No need to check cudaThreadSynchronize() in release mode?


After evry global function, we should call CUT_CHECK_ERROR(errorMessage) macro.
This macro calls 2 functions cudaGetLastError() and cudaThreadSynchronize().

It is defined in Cutil.h like this,

#ifdef _DEBUG

define CUT_CHECK_ERROR(errorMessage) do { \

cudaError_t err = cudaGetLastError();
if( cudaSuccess != err) {
fprintf(stderr, “Cuda error: %s in file ‘%s’ in line %i : %s.\n”,
errorMessage, FILE, LINE, cudaGetErrorString( err) );
err = cudaThreadSynchronize();
if( cudaSuccess != err) {
fprintf(stderr, “Cuda error: %s in file ‘%s’ in line %i : %s.\n”,
errorMessage, FILE, LINE, cudaGetErrorString( err) );
} } while (0)


define CUT_CHECK_ERROR(errorMessage)


This means, in release mode this macro just do nothing.

So, No need to synchronize the threads in Release mode? or
GPU will do it automatically?

No, synchronization is necessary when using asynchronous operations using streams. See programming guide section

We can be a bit more general: No, no cudaThreadSynchronize() call is EVER needed to ensure the correctness of your program (as long as you aren’t using the zero-copy feature of CUDA 2.2, or Async memcpy operations, I forgot about that one). Any cudaMemcpy/etc… call will either be queued and executed in order or implicitly synchronize with the GPU.

The only reasons to ever call cudaThreadSynchronize() are

  1. Make sure the GPU has finished executing so you can measure a wall-clock time for benchmarking reasons
  2. Check error codes after kernel calls
  3. In CUDA 2.2: ensure that a kernel has finished so you can read values written to host mapped memory, though events are probably more efficient for that
  4. When using memcpy *Async methods copying to the host

And I would highly recommend not using CUT_CHECK_ERROR. There are often many times when you might want to check for error conditions even in a release build based on an option flag.

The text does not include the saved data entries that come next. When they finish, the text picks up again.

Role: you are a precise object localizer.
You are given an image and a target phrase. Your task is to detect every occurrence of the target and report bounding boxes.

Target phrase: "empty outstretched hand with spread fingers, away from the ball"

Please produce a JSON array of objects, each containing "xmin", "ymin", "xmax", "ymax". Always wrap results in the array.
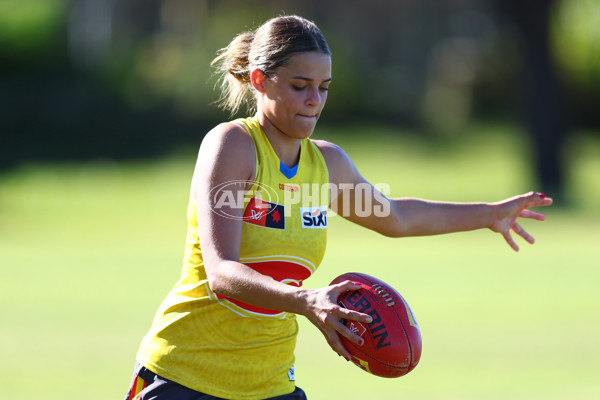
[{"xmin": 490, "ymin": 192, "xmax": 552, "ymax": 251}]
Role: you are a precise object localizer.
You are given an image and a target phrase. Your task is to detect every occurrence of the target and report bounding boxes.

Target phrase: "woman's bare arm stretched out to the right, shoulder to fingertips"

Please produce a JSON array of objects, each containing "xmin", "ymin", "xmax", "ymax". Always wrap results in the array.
[{"xmin": 315, "ymin": 141, "xmax": 552, "ymax": 251}]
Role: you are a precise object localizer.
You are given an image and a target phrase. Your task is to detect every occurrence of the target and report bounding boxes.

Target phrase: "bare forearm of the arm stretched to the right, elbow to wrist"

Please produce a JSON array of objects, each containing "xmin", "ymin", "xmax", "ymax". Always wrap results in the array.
[{"xmin": 389, "ymin": 198, "xmax": 496, "ymax": 236}]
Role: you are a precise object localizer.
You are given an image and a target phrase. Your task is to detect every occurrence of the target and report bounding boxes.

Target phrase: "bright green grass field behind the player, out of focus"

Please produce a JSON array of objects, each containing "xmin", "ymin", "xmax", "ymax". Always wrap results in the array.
[{"xmin": 0, "ymin": 123, "xmax": 600, "ymax": 400}]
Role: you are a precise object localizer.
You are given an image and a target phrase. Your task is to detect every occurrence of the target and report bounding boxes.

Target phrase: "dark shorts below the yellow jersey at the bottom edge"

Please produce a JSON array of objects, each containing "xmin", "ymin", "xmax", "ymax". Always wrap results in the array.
[{"xmin": 125, "ymin": 362, "xmax": 307, "ymax": 400}]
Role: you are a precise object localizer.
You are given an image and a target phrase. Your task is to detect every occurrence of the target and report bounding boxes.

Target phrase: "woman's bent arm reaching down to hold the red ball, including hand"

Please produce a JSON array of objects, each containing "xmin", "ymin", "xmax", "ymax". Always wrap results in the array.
[{"xmin": 192, "ymin": 122, "xmax": 371, "ymax": 359}]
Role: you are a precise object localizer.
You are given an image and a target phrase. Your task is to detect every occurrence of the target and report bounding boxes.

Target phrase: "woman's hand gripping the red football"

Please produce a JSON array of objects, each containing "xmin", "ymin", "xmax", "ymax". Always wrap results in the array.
[{"xmin": 302, "ymin": 281, "xmax": 372, "ymax": 361}]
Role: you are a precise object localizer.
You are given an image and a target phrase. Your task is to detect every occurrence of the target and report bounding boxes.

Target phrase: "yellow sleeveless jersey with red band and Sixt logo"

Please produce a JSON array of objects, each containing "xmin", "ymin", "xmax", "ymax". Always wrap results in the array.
[{"xmin": 137, "ymin": 117, "xmax": 329, "ymax": 399}]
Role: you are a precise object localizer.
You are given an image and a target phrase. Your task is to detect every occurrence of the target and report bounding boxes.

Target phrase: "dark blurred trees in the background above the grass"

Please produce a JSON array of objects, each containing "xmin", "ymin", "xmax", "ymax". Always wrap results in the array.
[{"xmin": 0, "ymin": 0, "xmax": 600, "ymax": 198}]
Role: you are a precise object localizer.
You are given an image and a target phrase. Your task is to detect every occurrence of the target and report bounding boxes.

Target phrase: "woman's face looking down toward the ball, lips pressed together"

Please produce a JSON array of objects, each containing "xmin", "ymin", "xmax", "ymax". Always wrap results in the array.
[{"xmin": 258, "ymin": 52, "xmax": 331, "ymax": 139}]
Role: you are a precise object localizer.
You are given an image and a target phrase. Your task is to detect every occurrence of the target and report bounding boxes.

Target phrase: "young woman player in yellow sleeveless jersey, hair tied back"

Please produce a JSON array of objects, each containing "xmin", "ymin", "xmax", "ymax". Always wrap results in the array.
[{"xmin": 127, "ymin": 16, "xmax": 552, "ymax": 400}]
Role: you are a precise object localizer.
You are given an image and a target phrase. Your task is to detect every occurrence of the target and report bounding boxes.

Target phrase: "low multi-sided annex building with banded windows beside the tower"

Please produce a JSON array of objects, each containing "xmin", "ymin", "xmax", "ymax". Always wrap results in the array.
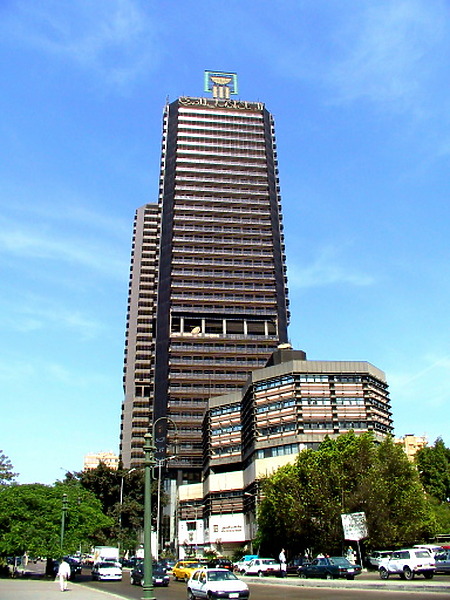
[{"xmin": 178, "ymin": 348, "xmax": 393, "ymax": 557}]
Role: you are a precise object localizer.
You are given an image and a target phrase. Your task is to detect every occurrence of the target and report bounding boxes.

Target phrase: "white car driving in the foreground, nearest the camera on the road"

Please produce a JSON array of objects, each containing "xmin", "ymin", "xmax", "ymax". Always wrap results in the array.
[{"xmin": 187, "ymin": 569, "xmax": 250, "ymax": 600}]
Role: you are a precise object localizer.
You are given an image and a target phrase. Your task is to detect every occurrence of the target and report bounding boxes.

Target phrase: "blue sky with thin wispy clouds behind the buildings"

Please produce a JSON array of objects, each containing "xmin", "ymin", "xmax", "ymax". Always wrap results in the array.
[{"xmin": 0, "ymin": 0, "xmax": 450, "ymax": 483}]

I guess that sounds really bad, huh. I say that cudaThreadSynchronize() is never needed and then give a huge list of exceptions… oh well. I was just trying to get the point across that in the vast majority of CUDA applications, cudaThreadSynchronize() is not needed to guarantee correctness. The API/driver will automatically sync for you in almost all cases where it is needed.


I’m a newbie, so let me ask a question:

What if you call a kernel1 which calculates some outputs that are needed as inputs to kernel2. Am I just wasting my time, calling cudaThreadSynchronize() before calling kernel2?


Yes. Because only one kernel can run at a time, there’s already an implicit synchronization barrier between kernel1 and kernel2.

Does that also mean you implictly call __syncthreads() inside your kernel only when you are using shared memory? Other wise Cuda sets up the sync barrier for kernel execution? Is that correct?
(Newbie asking questions)

__syncthreads() and cudaThreadSynchronize() are completely different things.

You never need to call __syncthreads() except to prevent race conditions when writing/reading shared memory.

is cudaThreadSynchronize() will take 600+ms to execute??

becuase I’m executing below 2 lines code and it is taking 600+ ms

foo<<<32,32>>>( … );

cudaThreadSynchronize() ;

and when I execute only kernal function,

foo<<<32,32>>>( … );

it taking 0.1ms.


The 600+ms is the time your kernel runs.

The kernel call is async and therefore if you don’t put cudaThreadSyncronize (or other kernel call, or other memcpy

as suggested by tmurray and MisterAnderson) you imidiatly go back to CPU host code. And if you measure this you’ll get 0.1ms.

On the other hand putting a cudaThreadSyncronize after the kernel run (or other kernel call or cudamemcpy which will implecitly call cudaThreadSync)

and ONLY then measuring the time, you’ll see the actuall time your kernel ran.